1. Introduction

Crawlers have always been a big Python scenario, and you can write crawlers in almost every language, but programmers love Python. We like Python because of its concise syntax. It is very easy to write a crawler using Python. This article will introduce you to a Python crawler with a few very simple examples.

2. Web crawler

If our Internet is a complex spider web, then our crawler is a spider that we can let crawl around the web looking for valuable prey. First of all, our web crawler is built on the network, so the basis of web crawler is network request. In our daily life, we will use the browser to browse the web, we enter a web address in the url bar, click enter and a web page will be displayed in a few seconds.

We appear to click a few buttons, but the browser actually does some things for us, including the following:

  1. Sends a network request to the server
  2. The browser receives and processes the request
  3. The browser returns the requested data
  4. The browser parses the data and presents it as a web page

We can compare the above process to our daily shopping:

  1. Tell the boss I want a bubble tea
  2. The boss is in the shop to see if he has what you want
  3. The boss took out the material to make milk tea
  4. The boss will make the material into milk tea and give you

Although the example of buying milk tea above is somewhat inappropriate, I think it has been a good explanation of what network request is.

Now that we know what a web request is, we can take a look at what a crawler is. In fact, crawler is also a network request, usually we through the browser, and our crawler is through the program to simulate the process of network request. But this basic web request is not quite a crawler, and crawlers usually have a purpose. For example, if I want to write a picture of a crawling beauty, we need to conduct some screening and matching of the data we request to find the data that is valuable to us. The whole process from network request to data crawl is a complete crawler.

Sometimes the anti-crawler of the website is not good, we can directly find its API in the browser, we can directly obtain the data we need through the API, which is much simpler

3. Simple crawlers

A simple crawler is a simple network request, and it can also do some simple processing to the requested data. Python provides the native network request module urllib as well as a packaged version of the Requests module. Requests are easier to use than straight-line Requests, so this article uses Requests for network requests.

3.1 Crawl a simple web page

When we send a request, we return a variety of data, including HTML code, JSON data, XML data, and binary streams. Let’s take baidu home page as an example to crawl:

import requests
Send the request with the get method and return the data
response = requests.get('http://www.baidu.com')
Open a file as a binary write
f = open('index.html'.'wb')
Write the byte stream of the response to the file
f.write(response.content)
# close file
f.close()
Copy the code

Let’s see what the crawl site looks like when it opens:

This is our familiar Baidu page, it looks more complete.

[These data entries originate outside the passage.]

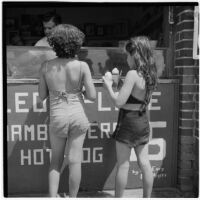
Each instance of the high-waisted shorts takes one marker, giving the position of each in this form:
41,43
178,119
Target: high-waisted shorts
132,128
67,116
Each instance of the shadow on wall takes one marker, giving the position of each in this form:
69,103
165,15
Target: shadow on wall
28,159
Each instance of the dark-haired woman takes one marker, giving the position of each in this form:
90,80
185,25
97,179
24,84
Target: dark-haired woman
62,79
132,129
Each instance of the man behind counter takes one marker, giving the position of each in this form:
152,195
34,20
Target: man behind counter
49,20
18,65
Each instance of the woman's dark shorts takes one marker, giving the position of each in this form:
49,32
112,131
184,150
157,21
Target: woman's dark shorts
132,128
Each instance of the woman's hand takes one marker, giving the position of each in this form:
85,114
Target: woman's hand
107,82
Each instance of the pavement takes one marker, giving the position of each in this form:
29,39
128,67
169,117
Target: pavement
129,193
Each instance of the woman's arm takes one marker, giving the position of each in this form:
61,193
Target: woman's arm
88,83
120,98
42,87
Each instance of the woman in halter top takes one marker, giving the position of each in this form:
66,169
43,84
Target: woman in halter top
62,80
132,129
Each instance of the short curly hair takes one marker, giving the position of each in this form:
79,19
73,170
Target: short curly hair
66,40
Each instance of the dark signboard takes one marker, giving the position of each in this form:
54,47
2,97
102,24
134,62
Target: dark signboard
29,151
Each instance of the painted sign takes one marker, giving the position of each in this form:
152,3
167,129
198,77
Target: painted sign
29,151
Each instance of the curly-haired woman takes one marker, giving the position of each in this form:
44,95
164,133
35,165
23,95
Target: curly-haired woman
132,129
62,79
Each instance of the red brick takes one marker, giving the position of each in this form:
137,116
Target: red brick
186,70
177,37
197,105
185,25
187,16
186,187
179,9
177,54
184,61
186,35
185,180
185,164
184,44
196,132
186,114
185,148
187,106
185,172
196,114
186,156
197,97
186,132
186,52
196,123
187,97
189,88
186,140
186,123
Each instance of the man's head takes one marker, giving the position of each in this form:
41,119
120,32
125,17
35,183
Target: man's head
50,20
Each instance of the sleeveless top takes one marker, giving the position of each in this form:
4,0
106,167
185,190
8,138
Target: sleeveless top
75,92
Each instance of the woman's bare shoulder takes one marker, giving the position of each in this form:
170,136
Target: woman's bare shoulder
84,66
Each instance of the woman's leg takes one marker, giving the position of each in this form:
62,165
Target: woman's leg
58,147
145,166
75,154
123,156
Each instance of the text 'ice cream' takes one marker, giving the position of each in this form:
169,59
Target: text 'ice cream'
115,71
108,75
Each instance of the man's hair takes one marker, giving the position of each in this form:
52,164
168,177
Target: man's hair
52,15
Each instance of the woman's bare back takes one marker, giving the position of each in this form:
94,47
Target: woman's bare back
64,75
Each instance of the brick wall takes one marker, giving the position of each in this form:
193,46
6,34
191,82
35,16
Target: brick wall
187,71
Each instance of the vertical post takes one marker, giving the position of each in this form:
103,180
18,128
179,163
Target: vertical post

Let’s take the example of other websites, which can have a different effect. Let’s take CSDN as an example:

You can see that the layout of the page is completely out of order, and a lot of things are missing. If you’ve learned the front end, a web page is made up of HTML pages and a lot of static files. When we crawl, we just crawl the HTML code down. Static resources linked to the HTML, such as CSS styles and image files, are not crawled, so you can see this very strange page.

3.2 Crawling pictures from web pages

First of all, we need to make it clear that when we climb some simple web pages, we climb pictures or videos to match the URL information contained in the web page, that is, we say the URL. We then download the image from this specific URL, which completes the image crawl. We have the following url: https://img-blog.csdnimg.cn/2020051614361339.jpg we are going to this url to download demo pictures of code:

import requests
# for the url
url = 'https://img-blog.csdnimg.cn/2020051614361339.jpg'
Send a get request
response = requests.get(url)
Open the image file as binary write
f = open('test.jpg'.'wb')
Write the file stream to the image
f.write(response.content)
# close file
f.close()
Copy the code

As you can see, the code is the same as the page above, but the file opens with the JPG suffix. As a matter of fact, it is more appropriate to write files such as pictures, videos and audio files in binary mode, while for the text information such as HTML code, we usually directly obtain its text in response.text mode. After obtaining the text, we can match the image URL in it. Let’s take the following topit.pro as an example:

import re
import requests
# Sites to crawl
url = 'http://topit.pro'
Get the source code of the web page
response = requests.get(url)
# match image resources in source code
results = re.findall(", response.text)
# for named variables
name = 0
Pass through the result
for result in results:
	# In the source code analysis of the image resources write is the absolute path, so the complete URL is the main site + absolute path
    img_url = url+result
    # Download image
    f = open(str(name) + '.jpg'.'wb')
    f.write(requests.get(img_url).content)
    f.close()
    name += 1
Copy the code

Above we have completed a site crawl. In the match, we used the regular expression, because the content of the regular is more, here will not expand, interested readers can go to understand, here only says a simple. Python’s use of re is implemented through the re module, which calls findAll to match all the required strings in the text. This function takes in two parameters, the first is the regular expression and the second is the string to match. If you don’t know anything about the regular, you need to know that we can use this regular to extract the SRC content from the image.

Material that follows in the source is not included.